Question: Throughout the movie, Ash does a few weird things, such as that jogging motion that he makes in the cockpit and the "poor baby" expression he gives Ripley just before he attacks her. Aside from driving home the fact that he's an android, do these actions have any meaning? (Unless he's being sarcastic, the expression doesn't seem fitting, since he doesn't seem to feel any particular empathy toward humans.) Also, what causes him to suddenly start bleeding? And finally, why does he try to stuff a rolled-up magazine down Ripley's throat? My interpretation is that he's trying to implant her with an embryo, since he also starts making weird gagging noises at the same time; but if that's the case, where/when did he get it?
Answer: I can't speak to the running motion exactly. I've always wondered about that myself. Maybe it was a quick systems check of sorts. Beyond that, the 'poor baby' expression and odd noises he makes are because he is damaged. There is a quick, light scuffle with Ripley before he starts bleeding where she throws him against the wall twice, and that's where the 'blood' comes from. After that, he's trying to kill her with the magazine in the throat. As Bishop points out in Aliens, that model has always been 'a bit twitchy'. He's trying to protect the mission by any means necessary, and she was in the way.
Just before he runs on the spot. Ash put on a flight suit and blows into his hands. The gesture suggests to me that he is old and is trying to warm him self up. The running on the spot action could be to get warm or to ensure the flight suit doesn't restrict his movement. It's a very nice bit of foreshadowing. If you play the alien isolation game, the working joe androids do that when they are 'bored'.
The running motion could also just be to humanise Ash. His character does come off as a little cold and robotic, maybe Ridley thought some people might see the twist coming.
Question: Why wouldn't the self-destruct system have a stop button? Presumably if you wanted to abort the procedure it should be instant and not have to go through all the rigmarole of trying to shut it down.
Answer: The Nostromo is powered by a nuclear reactor. The self-destruct system simply shuts down the cooling towers, causing the reactor to gradually rise in temperature until it reaches critical mass. The cooling system can be turned back on within the first 5 minutes but after that, the reactor is so hot the cooling liquid will evaporate once it comes into contact with the system. Ripley tries turning the cooling towers back on, and she does so right before the 5 minute failsafe timer is up, but the system was still too hot to cool the reactor. This is why Ripley curses at MUTHUR, she made it back in time but a meltdown is still inevitable. Apparently the 5 minute failsafe timer is not exact to the second and Ripley actually had slightly less than 5 minutes.
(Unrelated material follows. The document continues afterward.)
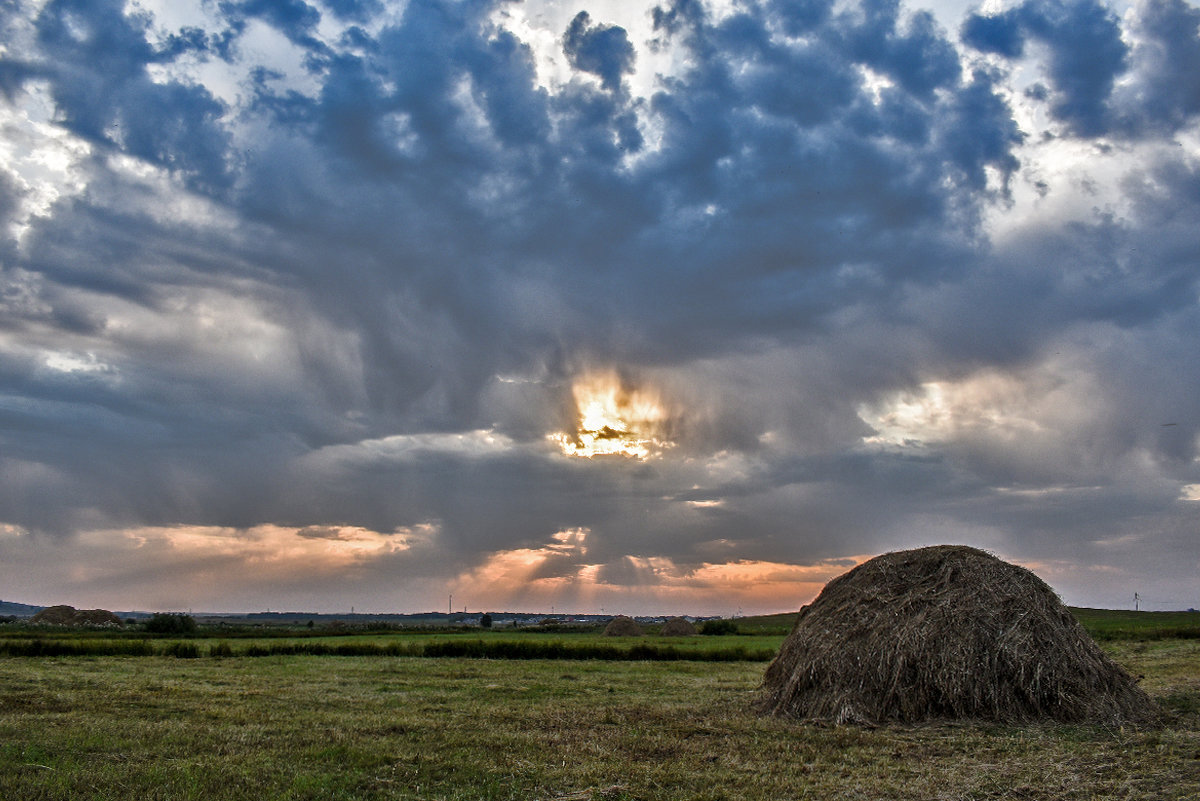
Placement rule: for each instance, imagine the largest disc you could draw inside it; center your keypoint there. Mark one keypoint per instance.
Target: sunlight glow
(615, 420)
I believe she just barely misses the cutoff, rather than making it but still having it be ineffective. She curses Mother out of frustration, and perhaps fury at the computer's cold indifference to her fate.
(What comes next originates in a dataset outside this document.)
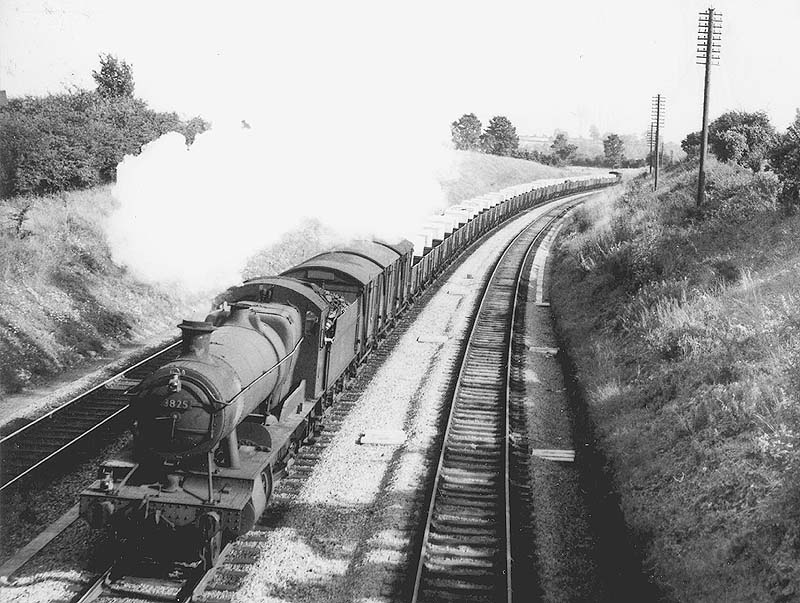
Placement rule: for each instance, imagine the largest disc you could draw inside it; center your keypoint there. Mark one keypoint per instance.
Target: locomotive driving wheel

Answer: It's pretty typical in movies that in a self-destruct situation, once it's started, it is impossible to stop, for whatever reason. It's about plotting and maintaining the tension to keep the audience on the edge of their seats to see if the hero can survive. Considering how corrupt the company was, they'd expend little effort into proper safety procedures.
Answer: According to the commentary on the DVD, Ridley didn't add this scene to the original cinematic release because he thought it revealed the true horror of the Alien too soon in the film. The scene is quite early in the film and he thought revealing the fully matured Alien at that time would reduce the viewer's fear.
I had watched Alien several times before I noticed the Alien hanging there.At this point the Audience have no idea what the Alien looks like, they're looking at pieces of science fiction equipment put in by the production crew that they can't relate to, so for all they know the Alien could just be a piece of kit hanging there.